Фёдор Колычев перекрестился. Он тоже слышал кое-что о нраве будущей великой княгини и потому поддержал Оболенского.
— Но должно воспротивиться этому браку! — горячо заявил он.
— Полно, боярин! Василий перешагнёт через всех, кто встанет на его пути. Да ты будешь скоро очевидцем перемен. Теперь оставь меня. — И князь Юрий побудил уйти Фёдора.
Но Колычев ещё молча сделал несколько шагов рядом, словно что-то соображая. Потом его словно обожгло. Он поклонился князю и побежал в город. Он мчался на подворье князей Оболенских, надеясь на то, что успеет до возвращения князя встретиться с княжной Ульяной. Он прибежал к воротам запыхавшись и, к счастью, легко преодолел первый заслон. Холопы, что сторожили ворота, знали, чем обязана княжна боярину, и пропустили его. Велели идти в людскую и там найти домоправительницу Апраксию. Фёдор нашёл её быстро, но уткнулся в неё, как в каменную стену.
— Иди, иди, гуляй, сокол, по иным дворам, а здесь тебе нет ласки, — заявила Апраксия и загородила всю дверь в княжеские палаты. — Никого зреть не хочет Ульянушка, детка моя. А тебя, позорника, и слышать не желает. Ить, являются то один, то другой!
Фёдор ухватился за последние слова домоправительницы, потянул из неё другие.
— Кто же так рассердил тебя, Апраксия?
— Да тебе-то зачем знать? Иди, иди, гуляй. — И Апраксия начала теснить Фёдора из людской своими крепкими телесами.

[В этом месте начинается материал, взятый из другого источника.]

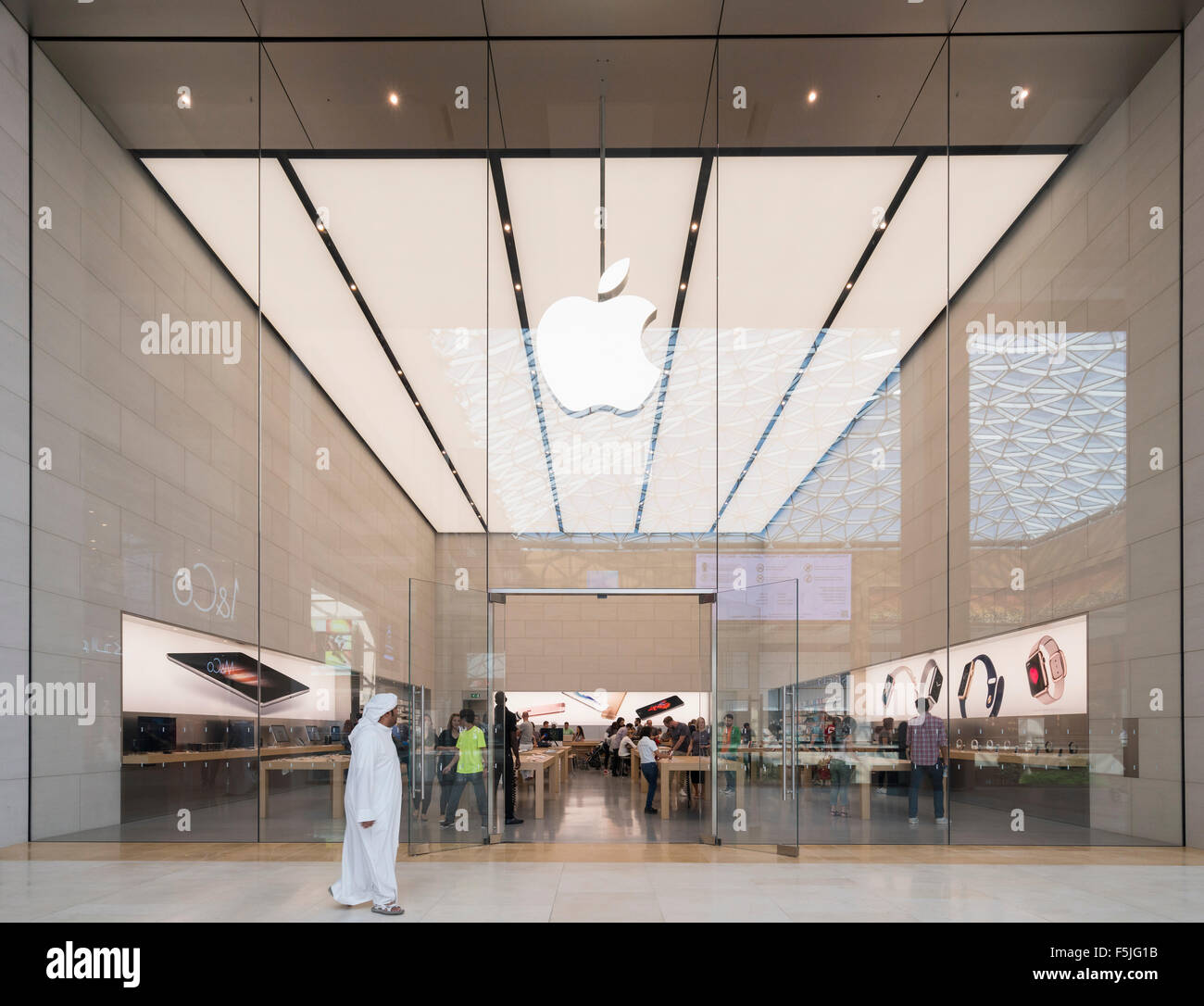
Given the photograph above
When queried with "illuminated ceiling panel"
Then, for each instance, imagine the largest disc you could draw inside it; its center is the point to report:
(409, 232)
(897, 296)
(791, 231)
(306, 300)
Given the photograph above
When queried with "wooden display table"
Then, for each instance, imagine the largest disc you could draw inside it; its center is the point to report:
(546, 762)
(225, 754)
(335, 764)
(683, 762)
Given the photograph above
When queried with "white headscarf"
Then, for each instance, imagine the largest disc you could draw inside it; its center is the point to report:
(377, 706)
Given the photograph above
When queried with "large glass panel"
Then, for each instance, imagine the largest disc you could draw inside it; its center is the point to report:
(759, 762)
(832, 208)
(373, 296)
(144, 432)
(1063, 688)
(450, 661)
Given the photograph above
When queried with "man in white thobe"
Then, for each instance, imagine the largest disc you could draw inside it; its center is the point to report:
(372, 806)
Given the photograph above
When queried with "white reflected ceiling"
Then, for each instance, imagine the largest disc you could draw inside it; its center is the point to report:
(424, 241)
(305, 299)
(896, 297)
(791, 232)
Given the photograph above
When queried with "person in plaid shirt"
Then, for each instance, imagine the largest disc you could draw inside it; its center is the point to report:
(927, 749)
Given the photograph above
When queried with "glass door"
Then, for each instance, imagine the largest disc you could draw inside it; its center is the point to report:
(755, 745)
(450, 760)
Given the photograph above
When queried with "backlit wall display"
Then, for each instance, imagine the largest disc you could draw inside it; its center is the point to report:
(182, 673)
(1038, 672)
(825, 585)
(601, 706)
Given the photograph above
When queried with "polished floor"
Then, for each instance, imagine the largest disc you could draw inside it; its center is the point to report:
(94, 882)
(602, 809)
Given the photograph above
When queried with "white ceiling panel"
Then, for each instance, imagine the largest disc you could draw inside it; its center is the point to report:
(896, 297)
(520, 499)
(793, 232)
(410, 233)
(598, 458)
(306, 300)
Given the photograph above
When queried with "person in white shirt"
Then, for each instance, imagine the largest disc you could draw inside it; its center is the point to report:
(526, 741)
(615, 740)
(625, 748)
(649, 756)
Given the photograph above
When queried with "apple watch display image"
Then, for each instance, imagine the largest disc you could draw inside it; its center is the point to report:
(889, 686)
(1046, 670)
(994, 685)
(931, 682)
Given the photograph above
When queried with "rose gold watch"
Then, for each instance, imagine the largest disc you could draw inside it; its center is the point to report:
(1047, 670)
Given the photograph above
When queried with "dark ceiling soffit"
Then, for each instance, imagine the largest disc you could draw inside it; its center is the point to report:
(357, 293)
(851, 282)
(278, 39)
(691, 241)
(593, 152)
(512, 257)
(268, 324)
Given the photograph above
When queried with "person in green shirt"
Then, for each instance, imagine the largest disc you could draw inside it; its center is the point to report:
(469, 765)
(727, 746)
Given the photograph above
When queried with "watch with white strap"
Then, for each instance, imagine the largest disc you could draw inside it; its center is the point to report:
(1047, 670)
(889, 686)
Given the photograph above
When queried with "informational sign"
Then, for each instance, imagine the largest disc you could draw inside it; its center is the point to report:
(823, 578)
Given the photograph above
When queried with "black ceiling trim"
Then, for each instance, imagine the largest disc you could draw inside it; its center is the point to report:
(357, 293)
(904, 187)
(691, 241)
(512, 257)
(938, 149)
(695, 37)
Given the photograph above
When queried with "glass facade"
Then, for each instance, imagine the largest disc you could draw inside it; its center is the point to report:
(797, 379)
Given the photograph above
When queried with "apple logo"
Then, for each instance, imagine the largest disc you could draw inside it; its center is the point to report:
(589, 351)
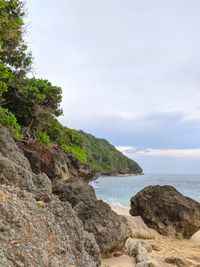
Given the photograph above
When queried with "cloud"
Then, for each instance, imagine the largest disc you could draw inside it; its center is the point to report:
(152, 152)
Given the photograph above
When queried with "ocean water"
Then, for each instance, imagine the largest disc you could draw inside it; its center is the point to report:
(118, 190)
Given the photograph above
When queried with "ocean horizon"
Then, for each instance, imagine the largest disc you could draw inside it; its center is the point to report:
(118, 190)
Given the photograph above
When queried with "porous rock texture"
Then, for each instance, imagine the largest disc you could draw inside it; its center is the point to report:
(47, 236)
(75, 191)
(110, 229)
(167, 211)
(36, 228)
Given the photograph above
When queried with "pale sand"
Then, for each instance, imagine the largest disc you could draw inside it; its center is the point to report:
(186, 249)
(123, 261)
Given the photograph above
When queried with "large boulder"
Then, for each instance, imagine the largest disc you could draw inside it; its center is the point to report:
(138, 228)
(42, 235)
(109, 228)
(58, 164)
(18, 176)
(74, 191)
(10, 150)
(167, 211)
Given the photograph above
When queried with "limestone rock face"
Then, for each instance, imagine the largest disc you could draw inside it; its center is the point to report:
(139, 228)
(48, 235)
(75, 191)
(110, 229)
(167, 211)
(55, 162)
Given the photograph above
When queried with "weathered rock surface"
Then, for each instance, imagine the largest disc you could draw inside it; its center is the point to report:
(139, 228)
(136, 249)
(55, 162)
(109, 228)
(168, 211)
(16, 175)
(49, 235)
(75, 191)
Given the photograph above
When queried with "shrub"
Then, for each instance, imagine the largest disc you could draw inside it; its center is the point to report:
(9, 120)
(43, 138)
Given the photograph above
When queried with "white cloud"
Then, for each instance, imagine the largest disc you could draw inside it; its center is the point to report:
(170, 153)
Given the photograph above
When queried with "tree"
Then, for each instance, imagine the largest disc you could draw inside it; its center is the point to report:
(13, 49)
(35, 103)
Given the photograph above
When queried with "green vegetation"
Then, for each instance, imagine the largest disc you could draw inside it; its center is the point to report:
(105, 158)
(33, 104)
(9, 120)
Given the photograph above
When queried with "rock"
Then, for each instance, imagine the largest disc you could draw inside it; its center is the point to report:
(141, 253)
(118, 254)
(156, 247)
(58, 164)
(177, 261)
(47, 236)
(146, 245)
(167, 211)
(109, 228)
(130, 247)
(149, 263)
(139, 228)
(74, 191)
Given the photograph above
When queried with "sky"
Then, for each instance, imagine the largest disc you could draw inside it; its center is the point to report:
(130, 73)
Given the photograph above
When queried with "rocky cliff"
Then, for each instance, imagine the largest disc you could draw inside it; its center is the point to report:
(49, 214)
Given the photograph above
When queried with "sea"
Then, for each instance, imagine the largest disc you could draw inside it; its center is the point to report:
(118, 190)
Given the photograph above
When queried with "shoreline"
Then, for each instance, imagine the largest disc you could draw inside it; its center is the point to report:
(169, 247)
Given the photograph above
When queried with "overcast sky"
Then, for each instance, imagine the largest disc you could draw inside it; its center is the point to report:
(130, 72)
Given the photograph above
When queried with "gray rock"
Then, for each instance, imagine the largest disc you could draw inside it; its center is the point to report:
(149, 263)
(75, 191)
(13, 174)
(58, 164)
(110, 229)
(139, 228)
(49, 235)
(167, 211)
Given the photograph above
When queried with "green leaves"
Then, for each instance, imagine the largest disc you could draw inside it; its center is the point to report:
(6, 77)
(13, 50)
(9, 120)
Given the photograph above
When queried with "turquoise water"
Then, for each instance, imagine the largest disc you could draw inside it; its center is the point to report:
(118, 190)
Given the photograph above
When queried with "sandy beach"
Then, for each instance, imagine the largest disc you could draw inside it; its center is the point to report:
(188, 250)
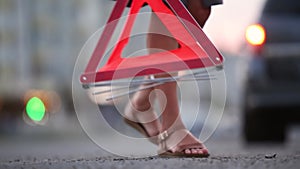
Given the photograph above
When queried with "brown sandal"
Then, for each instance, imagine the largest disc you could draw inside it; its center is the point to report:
(169, 140)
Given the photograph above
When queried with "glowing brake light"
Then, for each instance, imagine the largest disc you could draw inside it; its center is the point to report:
(256, 34)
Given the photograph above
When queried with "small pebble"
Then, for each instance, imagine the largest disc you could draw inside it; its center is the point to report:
(270, 156)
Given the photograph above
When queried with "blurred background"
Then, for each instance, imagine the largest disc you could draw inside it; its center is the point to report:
(41, 39)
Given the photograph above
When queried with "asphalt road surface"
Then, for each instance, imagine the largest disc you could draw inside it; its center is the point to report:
(71, 148)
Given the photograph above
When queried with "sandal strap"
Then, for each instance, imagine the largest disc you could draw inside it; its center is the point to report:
(163, 137)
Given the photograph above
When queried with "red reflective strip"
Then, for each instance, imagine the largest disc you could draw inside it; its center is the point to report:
(187, 32)
(106, 35)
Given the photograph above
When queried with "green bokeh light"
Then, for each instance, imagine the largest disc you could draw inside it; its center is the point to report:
(35, 109)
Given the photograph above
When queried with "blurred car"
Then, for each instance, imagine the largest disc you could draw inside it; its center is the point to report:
(271, 97)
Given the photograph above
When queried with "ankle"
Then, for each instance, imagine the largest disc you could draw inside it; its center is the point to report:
(140, 105)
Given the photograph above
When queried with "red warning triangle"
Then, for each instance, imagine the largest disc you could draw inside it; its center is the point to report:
(195, 51)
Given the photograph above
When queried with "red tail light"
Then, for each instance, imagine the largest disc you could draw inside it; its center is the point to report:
(256, 35)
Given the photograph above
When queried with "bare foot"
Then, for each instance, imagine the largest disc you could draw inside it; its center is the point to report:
(181, 143)
(146, 118)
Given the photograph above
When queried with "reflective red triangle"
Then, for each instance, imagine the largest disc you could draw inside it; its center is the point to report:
(196, 50)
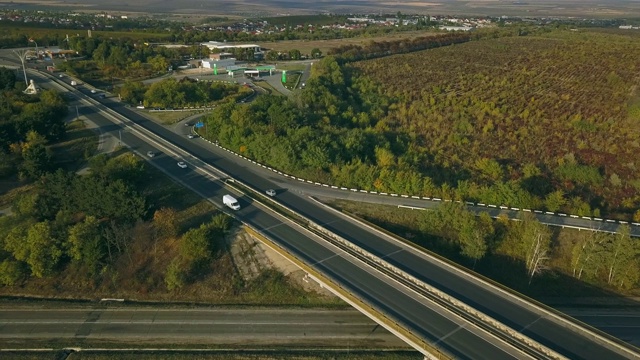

В этот миг прибежала со двора шустрая молодая девка, а как глянула на Фёдора — улыбнулась и что-то пошептала на ухо Апраксии. Румяное широкое лицо услужницы расплылось в улыбке.
— Ишь ты! — отозвалась она на шёпот девки и спросила Фёдора: — Так ты и есть тот добрый молодец, что спас нашу детоньку?
— Я и есть, коль так.
Апраксия осмотрела Фёдора, словно коня на торгу.
— Экий ты, сын Степанов: и кудряв, и глазаст, и нос не хлипкий. Ох, боярин, смотри, однако: огорчишь Ульяшеньку, быть тебе батогами битым. — И освободила дверь да на девку крикнула: — Что зенки повыкатила?! Кыш на птичник!
Фёдор успел улыбнуться доброй девице, и она убежала. Апраксия взяла его за руку и повела во внутренние покои, а в сенях усадила на лавку и твёрдо сказала:
— Вот что, сокол мой. Вспомнила я теперь о тебе всё, знаю, что ты для Ульяши. Потому должен знать всю правду.
— Приму, какой бы ни была, — ответил Фёдор.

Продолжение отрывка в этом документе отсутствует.